Un Noël avec une touche de sincérité

Publié le 04-03-2025

de Gian Mario Ricciardi

Après la pandémie qui, telle une guerre féroce, a effacé « les autres », nous revenons lentement aux regards du passé dans le bus, dans les escaliers, sur le trottoir, au magasin, à la bibliothèque, au bar. Et puis, c'est comme tourner les pages d'une nouvelle vie : dans les yeux, dans les sourires, dans les cils contractés ou ouverts, il y a des gens à consoler, à encourager, à apprécier, à aimer dans l'infinie variété du quotidien. Entre les plis des visages, il y a un nouveau départ ou, peut-être, pas. Mais si elle existe, il faut la saisir, la cultiver, la renforcer.

C'est le "temps des visages", magnifique. C'est comme se retrouver après un ouragan ; C'est le calme après la tempête. Vous regardez au-delà des portes et des paliers, au-delà des toits. Et nous découvrons des prairies de solitude à contenir, des problèmes complexes, des vies blessées ou brisées. Et nous pourrions renforcer les gestes pour saisir et éliminer le mal-être croissant des dernières générations qui conduit ensuite au harcèlement, à la drogue, à la violence, aux gangs ; ainsi que les réseaux qui donnent de l’espoir et augmentent l’accueil des nouveaux arrivants mais aussi de nos anciennes familles, souvent trop isolées dans la fragilité et le besoin.
Les visages sont des encyclopédies inépuisables. J'ai posé le premier, hélas il y a bien longtemps, un jour de brouillard, dans un restaurant à flanc de colline. C'était celui d'un homme pas très grand, avec des rides profondes, des yeux très vifs, la peau brûlée par le soleil : l'image de la sueur et de la fatigue.

Depuis, aux arrêts de bus, dans les salles d'attente des cliniques, beaucoup d'entre nous ont redécouvert le plaisir et la beauté de regarder au-delà du visage, d'imaginer les coulisses, la vie, les joies, les souffrances car d'un regard peut naître une poignée de main et, parfois, même une amitié. La route est la clé pour comprendre le « nouvel humanisme », elle est là dans ces regards. Ce n’est pas un chemin facile.

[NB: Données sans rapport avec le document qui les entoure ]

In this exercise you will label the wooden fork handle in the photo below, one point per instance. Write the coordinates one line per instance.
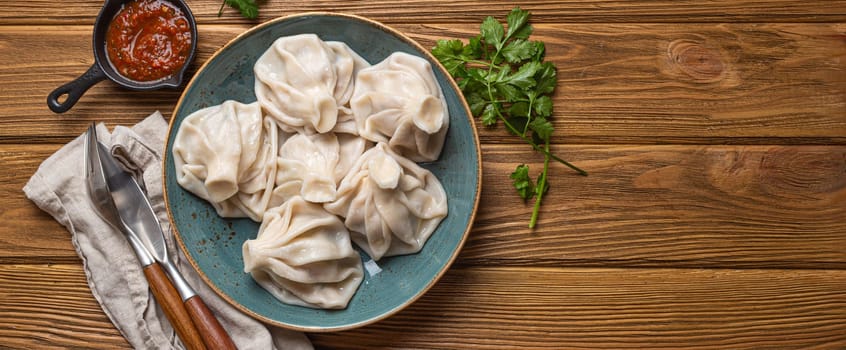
(210, 329)
(171, 303)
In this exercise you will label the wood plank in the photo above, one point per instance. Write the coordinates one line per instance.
(468, 11)
(623, 84)
(51, 307)
(506, 308)
(698, 206)
(738, 206)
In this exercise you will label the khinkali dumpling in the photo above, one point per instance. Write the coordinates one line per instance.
(226, 154)
(303, 256)
(390, 204)
(302, 81)
(311, 166)
(398, 101)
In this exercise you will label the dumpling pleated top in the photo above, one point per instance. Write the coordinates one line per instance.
(324, 159)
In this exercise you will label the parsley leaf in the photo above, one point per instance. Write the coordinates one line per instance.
(248, 8)
(523, 182)
(504, 77)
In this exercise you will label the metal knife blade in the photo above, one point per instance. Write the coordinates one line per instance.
(136, 212)
(133, 207)
(96, 160)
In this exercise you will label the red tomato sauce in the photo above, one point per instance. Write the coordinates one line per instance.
(148, 40)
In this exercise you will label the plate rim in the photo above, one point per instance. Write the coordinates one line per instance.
(476, 198)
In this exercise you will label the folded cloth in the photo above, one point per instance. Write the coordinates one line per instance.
(111, 268)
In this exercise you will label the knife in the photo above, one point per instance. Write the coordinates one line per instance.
(162, 289)
(136, 213)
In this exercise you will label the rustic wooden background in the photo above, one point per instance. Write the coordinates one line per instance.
(714, 215)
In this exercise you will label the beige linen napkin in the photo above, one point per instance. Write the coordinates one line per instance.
(114, 275)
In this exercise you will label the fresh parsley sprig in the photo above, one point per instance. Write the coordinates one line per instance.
(248, 8)
(504, 78)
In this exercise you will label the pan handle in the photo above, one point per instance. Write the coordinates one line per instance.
(74, 89)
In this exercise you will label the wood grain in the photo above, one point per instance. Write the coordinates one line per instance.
(618, 83)
(714, 133)
(464, 11)
(507, 308)
(51, 307)
(698, 206)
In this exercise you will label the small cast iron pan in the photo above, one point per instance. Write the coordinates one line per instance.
(102, 69)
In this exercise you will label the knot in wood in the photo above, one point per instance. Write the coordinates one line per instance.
(696, 60)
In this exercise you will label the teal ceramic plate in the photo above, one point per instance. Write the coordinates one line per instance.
(213, 244)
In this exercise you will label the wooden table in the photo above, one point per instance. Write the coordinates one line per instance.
(714, 215)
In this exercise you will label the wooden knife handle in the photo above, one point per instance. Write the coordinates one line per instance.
(212, 332)
(171, 303)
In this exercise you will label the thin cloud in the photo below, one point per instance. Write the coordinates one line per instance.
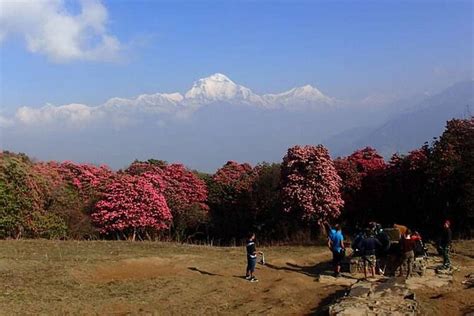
(49, 29)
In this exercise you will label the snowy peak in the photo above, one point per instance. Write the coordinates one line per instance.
(218, 87)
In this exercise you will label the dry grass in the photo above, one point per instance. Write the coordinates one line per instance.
(121, 278)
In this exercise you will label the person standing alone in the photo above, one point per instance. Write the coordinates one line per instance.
(445, 244)
(251, 258)
(407, 245)
(368, 247)
(336, 245)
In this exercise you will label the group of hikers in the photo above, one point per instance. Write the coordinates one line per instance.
(372, 243)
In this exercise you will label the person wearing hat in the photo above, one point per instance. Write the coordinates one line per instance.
(445, 244)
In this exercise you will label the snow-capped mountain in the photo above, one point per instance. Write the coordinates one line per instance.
(218, 88)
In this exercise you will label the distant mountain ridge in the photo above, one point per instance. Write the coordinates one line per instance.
(410, 130)
(219, 88)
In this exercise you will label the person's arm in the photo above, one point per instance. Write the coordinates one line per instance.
(379, 244)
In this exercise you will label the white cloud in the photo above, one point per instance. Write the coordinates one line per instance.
(5, 122)
(75, 115)
(48, 28)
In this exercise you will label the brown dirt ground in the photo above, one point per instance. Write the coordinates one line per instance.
(147, 278)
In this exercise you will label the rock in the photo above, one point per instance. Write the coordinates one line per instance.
(384, 297)
(328, 279)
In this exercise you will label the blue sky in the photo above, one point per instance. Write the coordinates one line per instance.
(62, 62)
(348, 49)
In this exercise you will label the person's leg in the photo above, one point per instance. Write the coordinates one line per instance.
(365, 266)
(248, 272)
(446, 259)
(372, 265)
(410, 260)
(253, 263)
(402, 264)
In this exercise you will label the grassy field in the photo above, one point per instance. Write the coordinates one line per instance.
(120, 278)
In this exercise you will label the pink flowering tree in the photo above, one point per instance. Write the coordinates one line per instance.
(185, 193)
(310, 183)
(131, 207)
(230, 200)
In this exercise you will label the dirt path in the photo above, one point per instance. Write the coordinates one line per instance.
(123, 278)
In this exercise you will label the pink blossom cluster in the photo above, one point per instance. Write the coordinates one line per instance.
(310, 183)
(182, 188)
(131, 202)
(236, 175)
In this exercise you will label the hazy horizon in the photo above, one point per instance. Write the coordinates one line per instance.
(206, 82)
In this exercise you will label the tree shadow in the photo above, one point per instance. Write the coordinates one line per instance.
(312, 271)
(203, 272)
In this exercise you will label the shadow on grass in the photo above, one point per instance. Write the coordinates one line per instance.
(203, 272)
(312, 271)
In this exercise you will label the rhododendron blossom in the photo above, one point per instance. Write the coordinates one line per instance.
(131, 203)
(181, 187)
(310, 183)
(235, 175)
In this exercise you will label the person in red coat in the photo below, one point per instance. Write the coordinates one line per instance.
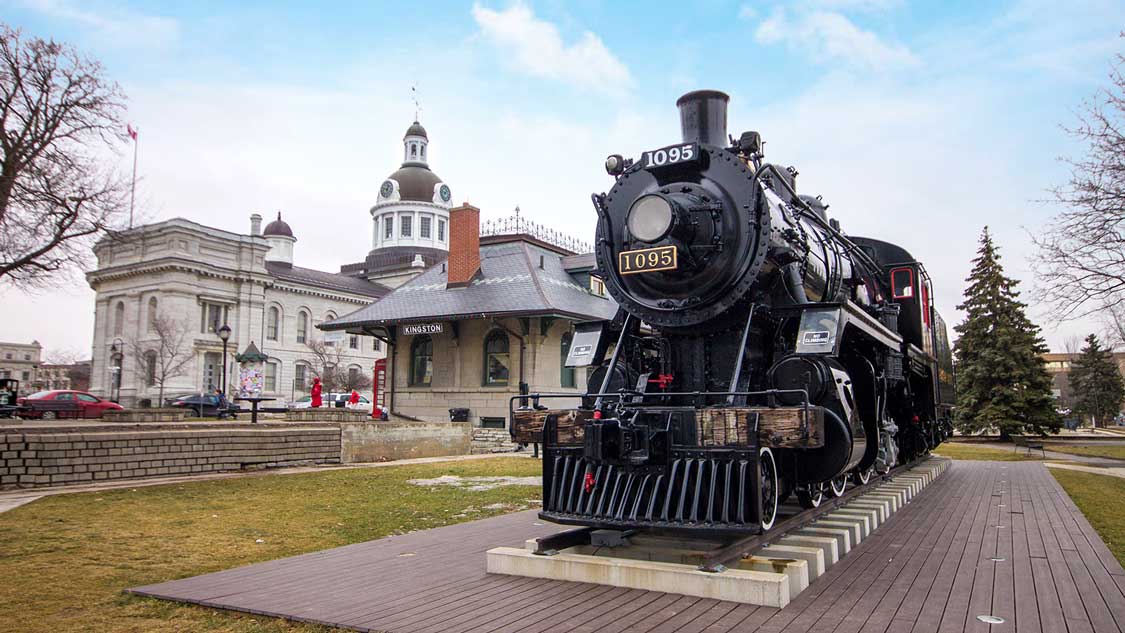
(316, 394)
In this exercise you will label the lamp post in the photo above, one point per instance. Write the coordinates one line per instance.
(224, 333)
(115, 387)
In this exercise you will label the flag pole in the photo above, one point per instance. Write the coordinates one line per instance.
(133, 188)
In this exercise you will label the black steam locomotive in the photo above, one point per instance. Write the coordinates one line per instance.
(758, 352)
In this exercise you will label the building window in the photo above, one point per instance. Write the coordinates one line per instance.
(496, 359)
(119, 318)
(272, 316)
(422, 361)
(150, 368)
(270, 377)
(566, 373)
(214, 317)
(152, 314)
(302, 326)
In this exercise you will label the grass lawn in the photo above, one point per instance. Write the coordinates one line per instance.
(65, 559)
(1112, 452)
(1101, 499)
(979, 452)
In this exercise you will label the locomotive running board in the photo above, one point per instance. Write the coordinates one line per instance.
(770, 571)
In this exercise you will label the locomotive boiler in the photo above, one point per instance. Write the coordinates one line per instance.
(758, 352)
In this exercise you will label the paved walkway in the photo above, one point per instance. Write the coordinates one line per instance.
(986, 539)
(10, 499)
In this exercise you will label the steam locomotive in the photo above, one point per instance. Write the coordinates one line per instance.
(758, 352)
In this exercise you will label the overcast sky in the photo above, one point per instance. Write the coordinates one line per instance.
(918, 123)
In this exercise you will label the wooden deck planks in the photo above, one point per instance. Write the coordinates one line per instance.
(927, 569)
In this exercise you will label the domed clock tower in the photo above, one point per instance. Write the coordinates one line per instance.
(410, 217)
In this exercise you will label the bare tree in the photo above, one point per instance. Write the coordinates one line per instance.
(61, 130)
(1081, 255)
(329, 364)
(163, 352)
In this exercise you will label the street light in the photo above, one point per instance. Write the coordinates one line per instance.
(224, 333)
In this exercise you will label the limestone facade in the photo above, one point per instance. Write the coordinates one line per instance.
(204, 278)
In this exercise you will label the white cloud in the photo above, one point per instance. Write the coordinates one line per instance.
(111, 25)
(536, 46)
(830, 37)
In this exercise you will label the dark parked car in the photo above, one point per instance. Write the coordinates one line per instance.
(62, 404)
(205, 406)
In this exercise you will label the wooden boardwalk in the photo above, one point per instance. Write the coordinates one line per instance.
(997, 539)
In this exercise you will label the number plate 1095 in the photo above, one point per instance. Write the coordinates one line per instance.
(647, 260)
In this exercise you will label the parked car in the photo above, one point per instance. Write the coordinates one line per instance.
(204, 406)
(63, 404)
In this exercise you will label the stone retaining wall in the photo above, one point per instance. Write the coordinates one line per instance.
(384, 441)
(59, 455)
(492, 441)
(144, 415)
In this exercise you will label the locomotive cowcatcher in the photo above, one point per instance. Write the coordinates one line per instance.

Nous sommes tous pressés, souvent en colère, parfois maussades, extrêmement jaloux de notre vie privée ; mais nous nous dirigeons vers une société qui utilisera des robots pour gérer les enfants, les personnes âgées, les maisons, les hôtels mais qui aura de moins en moins de cœur. L’intelligence artificielle fera presque tout, mais nos maisons seront peut-être de plus en plus froides. Les « visages », eux, ont créé des villes et des villages et construisent désormais une autre histoire.

Presque toujours, on peut voir les signes du temps et les traces des passions parmi les rides : ce sont des journaux cachés de petites et grandes vies. Qu'elles soient sur le front d'un métallurgiste ou sur les paumes d'un agriculteur, dans le cadre d'un sourire ou brodées autour des pupilles, elles sont des lignes d'une histoire, des sillons fertiles, des chemins de vie. Rechercher des visages ne coûte rien.
Je suis au soleil de l'aube au crépuscule. Se regarder, c’est partager les souffrances, les soucis, les peurs mais aussi la joie, la sérénité et l’espoir. Tu regardes et tu comprends, tu regardes et tu interviens, tu regardes et tu construis ce qui réchauffe les cœurs, chasse les peurs, brise les murs, au moins à Noël.